GOOD TO FRY CHIPS IN LOL


----------



## Wheyman (Sep 6, 2011)

Ha they look ridiculas


----------



## Jux (Jul 23, 2008)

Christ when did Anthony Hopkins get on the synthol? (5th pic on the right)


----------



## madmuscles (Mar 10, 2011)

Whenever I see guys that have abused synthol, I'm overtaken by the unnatural urge to follow them around with these and wait till they sleep before popping them like a weird water ballon


----------



## JANIKvonD (Jul 7, 2011)

middle eastern guy's id say (altho sill fvckin stupis lookin) purley because his surgeon actually knows what a shoulder should look like, unlike tiny metal's


----------



## big steve (May 8, 2011)

they all look terrible imo


----------



## Wheyman (Sep 6, 2011)

Ha they look ridiculus

the older guy on the left looks just like popeye


----------



## Wheyman (Sep 6, 2011)

Ha they look ridiculus

the older guy on the left looks just like popeye


----------



## Nidge (Jan 22, 2007)

SK-XO said:


> I don't think theres a good look at all, I was taking the p1ss lol, they all look like bellends period.

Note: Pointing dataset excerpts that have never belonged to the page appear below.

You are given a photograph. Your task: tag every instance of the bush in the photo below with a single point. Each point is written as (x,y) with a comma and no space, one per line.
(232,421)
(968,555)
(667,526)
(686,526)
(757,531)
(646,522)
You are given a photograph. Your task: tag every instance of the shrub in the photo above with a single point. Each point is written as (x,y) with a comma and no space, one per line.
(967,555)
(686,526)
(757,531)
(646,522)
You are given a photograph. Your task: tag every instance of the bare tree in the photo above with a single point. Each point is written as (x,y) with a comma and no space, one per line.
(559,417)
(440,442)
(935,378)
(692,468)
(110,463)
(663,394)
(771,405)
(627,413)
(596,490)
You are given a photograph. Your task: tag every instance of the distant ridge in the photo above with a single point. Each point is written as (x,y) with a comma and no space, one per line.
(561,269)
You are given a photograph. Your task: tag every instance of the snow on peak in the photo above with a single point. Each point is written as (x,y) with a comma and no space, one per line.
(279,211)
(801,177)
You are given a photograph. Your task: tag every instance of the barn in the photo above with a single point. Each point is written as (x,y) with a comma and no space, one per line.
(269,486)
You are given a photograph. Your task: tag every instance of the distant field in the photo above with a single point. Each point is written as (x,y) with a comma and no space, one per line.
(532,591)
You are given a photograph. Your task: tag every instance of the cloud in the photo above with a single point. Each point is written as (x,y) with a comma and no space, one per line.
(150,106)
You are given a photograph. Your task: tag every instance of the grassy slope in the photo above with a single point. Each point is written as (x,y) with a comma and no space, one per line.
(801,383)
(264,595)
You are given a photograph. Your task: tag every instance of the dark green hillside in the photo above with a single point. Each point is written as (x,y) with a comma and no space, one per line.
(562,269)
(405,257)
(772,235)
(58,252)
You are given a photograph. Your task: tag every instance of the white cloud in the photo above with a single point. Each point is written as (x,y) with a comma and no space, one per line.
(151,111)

Bellends is about right mate, they look fcukin horrendous.


----------



## teflondon (Aug 24, 2011)

They all look like total douche bags.


----------



## legoheed (Sep 14, 2011)

bloody hell that balloon biceps is horrible


----------



## Random181 (Oct 4, 2009)

Bloody stupid thing to do by all of them IMO


----------



## PHHead (Aug 20, 2008)

SK-XO said:


> I don't think theres a good look at all, I was taking the p1ss lol, they all look like bellends period.


x2


----------



## Pav Singh B. (Nov 6, 2010)

weeman said:


> how come whenever these threads are posted up no one evr posts pics of flex wheeler or probably more than half of the top IFBB pro's? like big jim said it is possible to use this stuff without looking like a [email protected],and its peoples own ignorance to believe otherwise


x2

most of the top IFBB pro's are using synthol or nolotil.. its been used for years by pro's to bring up lagging body parts (ie. delts, bis, tris, calves, even lats etc.), only until the abusers started abusing it and got there publicity then it became more apparent and ofcourse controversial..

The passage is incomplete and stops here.